In that case, callbacks are easier to use.
A callback $resolve
can be acquired using Await::promise
.
function a(Closure $callback): void {
// The other function that uses callbacks.
// Let's assume this function will call $callback("foo") some time later.
}
function main(): Generator {
return yield from Await::promise(fn($resolve) => a($resolve));
}
Some callback-style async functions may accept another callback for exception handling. This callback can be acquired by taking a second parameter $reject
.
function a(Closure $callback, Closure $onError): void {
// The other function that uses callbacks.

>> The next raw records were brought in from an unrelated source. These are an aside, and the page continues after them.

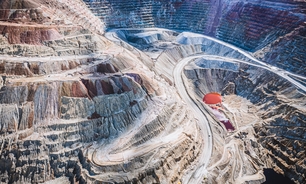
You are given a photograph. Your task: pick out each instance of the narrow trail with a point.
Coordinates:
(203, 123)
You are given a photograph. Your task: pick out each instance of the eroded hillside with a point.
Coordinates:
(83, 104)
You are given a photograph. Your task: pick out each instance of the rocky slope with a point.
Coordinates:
(275, 133)
(77, 108)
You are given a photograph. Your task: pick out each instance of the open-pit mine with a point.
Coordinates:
(153, 91)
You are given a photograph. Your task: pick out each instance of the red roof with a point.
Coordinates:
(212, 98)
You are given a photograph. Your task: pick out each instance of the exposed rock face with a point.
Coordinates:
(76, 108)
(287, 52)
(284, 122)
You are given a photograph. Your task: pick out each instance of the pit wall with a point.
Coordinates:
(42, 137)
(248, 25)
(282, 134)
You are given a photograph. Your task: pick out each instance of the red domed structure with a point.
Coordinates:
(212, 98)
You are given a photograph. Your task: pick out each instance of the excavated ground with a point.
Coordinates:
(267, 111)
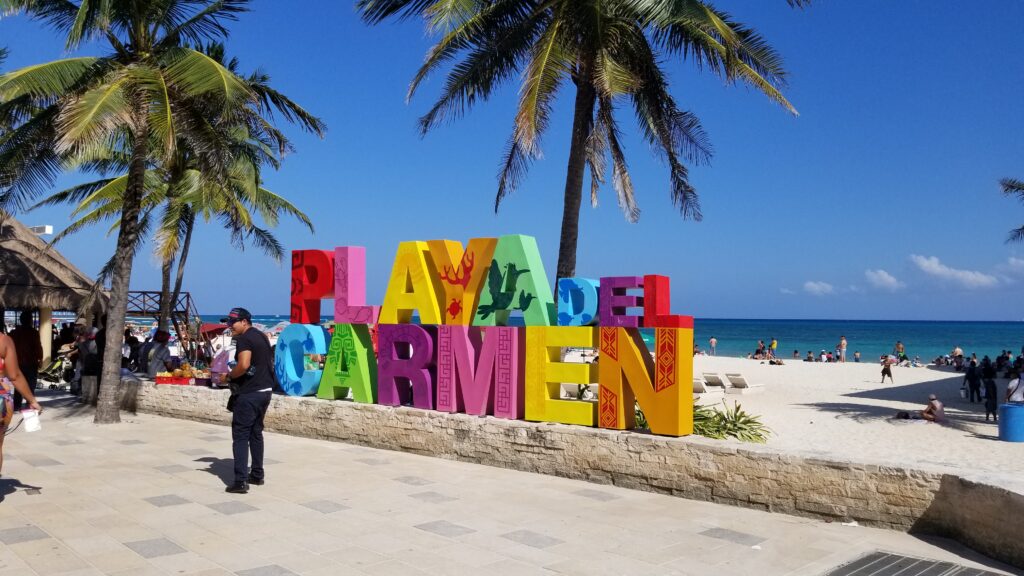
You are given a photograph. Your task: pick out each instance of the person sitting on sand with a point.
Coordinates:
(934, 411)
(887, 362)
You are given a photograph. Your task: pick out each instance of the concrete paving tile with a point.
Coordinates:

// Let's assume this function will call $callback("foo") some time later.
}
function main(): Generator {
return yield from Await::promise(fn($resolve, $reject) => a($resolve, $reject));
}
Example
Let's say we want to make a function that sleeps for 20 server ticks, or throws an exception if the task is cancelled:
use pocketmine\scheduler\Task;
public function sleep(): Generator {
yield from Await::promise(function($resolve, $reject) {
$task = new class($resolve, $reject) extends Task {
private $resolve;
private $reject;
public function __construct($resolve, $reject) {
$this->resolve = $resolve;
$this->reject = $reject;
}
public function onRun(int $tick) {
($this->resolve)();
}
public function onCancel() {
($this->reject)(new \Exception("Task cancelled"));
}
};
$this->getServer()->getScheduler()->scheduleDelayedTask($task, 20);
});
}
This is a bit complex indeed, but it gets handy once we have this function defined! Let's see what we can do with a countdown:
function countdown($player) {
for($i = 10; $i > 0; $i--) {
$player->sendMessage("$i seconds left");
yield from $this->sleep();
}
$player->sendMessage("Time's up!");
}
This is much simpler than using ClosureTask
in a loop!
Exposing a generator to normal API
Recall that generator functions do not do anything when they get called.
Eventually, we have to call the generator function from a non-await-generator context.
We can use the Await::g2c
function for this:
private function generateFunction(): Generator {
// some async logic
}
Await::g2c($this->generatorFunction());
Sometimes we want to write the generator function as a closure and pass it directly:
Await::f2c(function(): Generator {
// some async logic
});
You can also use Await::g2c
/Await::f2c
to schedule a separate async function in the background.
Running generators concurrently
In addition to calling multiple generators sequentially,
you can also use Await::all()
or Await::race()
to run multiple generators.
If you have a JavaScript background, you can think of Generator
objects as promises
and Await::all()
and Await::race()
are just Promise.all()
and Promise.race()
.
Await::all()
Await::all()
allows you to run an array of generators at the same time.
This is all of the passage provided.